§ 3 BbgMinG, Imkompatibilität, Abführungspflicht

§ 3 BbgMinG
Gesetz über die Rechtsverhältnisse der Mitglieder der Landesregierung Brandenburg (Brandenburgisches Ministergesetz - BbgMinG)
Landesrecht Brandenburg

Abschnitt 1 – Amtsverhältnis

Titel: Gesetz über die Rechtsverhältnisse der Mitglieder der Landesregierung Brandenburg (Brandenburgisches Ministergesetz - BbgMinG)
Normgeber: Brandenburg
Amtliche Abkürzung: BbgMinG
Gliederungs-Nr.: 1101-4
Normtyp: Gesetz

(1) Die Mitglieder der Landesregierung dürfen neben ihrem Amt kein anderes besoldetes öffentliches Amt innehaben, kein Gewerbe und keinen Beruf ausüben. Sie dürfen weiterhin gegen Vergütung weder als Schiedsrichterin oder Schiedsrichter tätig sein noch außergerichtliche Gutachten abgeben. Der Landtag kann Mitgliedern der Landesregierung die Beibehaltung ihrer Berufstätigkeit gestatten und Ausnahmen von Satz 2 zulassen.

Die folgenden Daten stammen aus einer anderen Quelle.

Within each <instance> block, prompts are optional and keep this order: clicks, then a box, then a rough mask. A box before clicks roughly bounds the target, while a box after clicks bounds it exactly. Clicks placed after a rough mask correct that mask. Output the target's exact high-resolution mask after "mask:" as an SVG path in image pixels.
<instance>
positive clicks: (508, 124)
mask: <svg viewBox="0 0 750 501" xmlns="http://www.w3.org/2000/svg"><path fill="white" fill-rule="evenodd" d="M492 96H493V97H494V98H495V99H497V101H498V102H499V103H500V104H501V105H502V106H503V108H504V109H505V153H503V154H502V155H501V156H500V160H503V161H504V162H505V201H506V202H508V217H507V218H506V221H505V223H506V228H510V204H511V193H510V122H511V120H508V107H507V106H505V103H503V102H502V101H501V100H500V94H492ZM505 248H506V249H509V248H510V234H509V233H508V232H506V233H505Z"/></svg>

(2) Dem Aufsichtsrat, dem Vorstand, dem Verwaltungs- oder Beirat oder einem vergleichbaren Organ eines auf wirtschaftliche Betätigung gerichteten Unternehmens dürfen die Mitglieder der Landesregierung nur angehören, wenn die Mitgliedschaft in diesen Organen im besonderen Interesse des Landes liegt. Über das Vorliegen eines besonderen Interesses entscheidet der Landtag. Ein besonderes Interesse liegt insbesondere vor

  1. 1.

    bei Gesellschaften, bei denen der überwiegende Einfluss des Landes durch seine alleinige oder gemeinschaftlich mit dem Bund, anderen Ländern, Gemeinden und Gemeindeverbänden oder sonstigen der Aufsicht des Landes unterstehenden Anstalten, Körperschaften und Stiftungen bestehende Mehrheit am Grundkapital oder durch das Stimmrecht oder in sonstiger Weise sichergestellt ist oder

  2. 2.

    wenn die Bedeutung der Gesellschaft für das Land eine Mitgliedschaft geboten erscheinen lässt.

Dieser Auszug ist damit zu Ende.